The Canadian government should not have been manipulated into public hearings by an amiable scoundrel like Schreiber, and Stephen Harper should not have alienated the sizeable number of Conservatives who support and admire the former leader. He was a very competent prime minister, and was the first Conservative leader since Sir John A. Macdonald to win two consecutive majority governments, and to defeat the Liberals in Quebec. (I discount Sir Robert L. Borden, who led a coalition to re-election in 1917, and John Diefenbaker, whose 50 Quebec MPs in 1958 were an outright gift from premier Maurice Duplessis.)

Publicly telling caucus members not to speak with a former prime minister of their own party is pretty shabby and ungrateful treatment of someone who deserves every presumption of legal, if not optically impeccable, conduct.

The Schreiber saga is an entertaining farce, orchestrated by his resourceful lawyer, Eddie Greenspan, as he recovered Schreiber from the airport where a platoon of Mounted Police were about to put him on an airplane to Germany after his last appeal was rejected.

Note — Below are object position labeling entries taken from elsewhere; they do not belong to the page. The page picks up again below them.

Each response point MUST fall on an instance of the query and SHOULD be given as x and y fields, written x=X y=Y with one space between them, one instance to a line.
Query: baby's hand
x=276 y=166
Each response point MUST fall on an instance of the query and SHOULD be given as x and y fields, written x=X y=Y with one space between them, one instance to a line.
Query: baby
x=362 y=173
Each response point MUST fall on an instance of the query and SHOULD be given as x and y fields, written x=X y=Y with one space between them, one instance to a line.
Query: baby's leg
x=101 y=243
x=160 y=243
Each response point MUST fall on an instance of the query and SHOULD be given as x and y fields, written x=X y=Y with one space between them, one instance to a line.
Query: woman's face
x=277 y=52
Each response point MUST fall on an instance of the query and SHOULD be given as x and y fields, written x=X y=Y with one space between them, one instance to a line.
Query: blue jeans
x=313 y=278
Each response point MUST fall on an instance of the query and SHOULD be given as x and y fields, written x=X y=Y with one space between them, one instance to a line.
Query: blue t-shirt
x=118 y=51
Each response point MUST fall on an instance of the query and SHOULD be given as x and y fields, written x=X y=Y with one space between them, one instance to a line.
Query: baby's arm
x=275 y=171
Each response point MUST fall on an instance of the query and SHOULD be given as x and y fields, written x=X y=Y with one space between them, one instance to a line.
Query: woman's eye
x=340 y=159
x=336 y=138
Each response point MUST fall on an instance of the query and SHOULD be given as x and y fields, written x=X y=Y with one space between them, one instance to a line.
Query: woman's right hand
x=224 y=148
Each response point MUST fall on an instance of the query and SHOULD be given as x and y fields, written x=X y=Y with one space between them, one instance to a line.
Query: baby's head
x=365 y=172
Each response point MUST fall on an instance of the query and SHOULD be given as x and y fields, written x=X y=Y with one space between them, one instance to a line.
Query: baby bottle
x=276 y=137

The government had to avoid seeming to deport an accuser of a former prime minister, but all these matters should have been, and I presume, were, dealt with by normal police investigations. So the government could (and should) have just released the police report without comment, conducted Schreiber to his reluctant homecoming and spared Brian Mulroney a sequel of the disgraceful Airbus persecution.

This seems to be the kernel of the problem, a demented insistence that the money from Schreiber had to do with Airbus. I am not an expert on this case, but I have heard of no evidence of that, and

Schreiber is certainly imaginative enough to claim it if he could. The Airbus allegation was a partisan smear job in which the federal police were effectively directed by a gonzo Globe and Mail reporter. Brian Mulroney was quite right not to volunteer anything about Schreiber to the government’s lawyers. He was answering hostile questions about Airbus from people desperately trying to justify the government’s false accusation that he had taken a bribe. He was not giving a stream-of-consciousness musing on his career with confessional overtones, and Justice Oliphant’s question about why he did not reveal the Schreiber connection to his interrogators was bizarre. The answer is obvious and there is nothing wrong with it.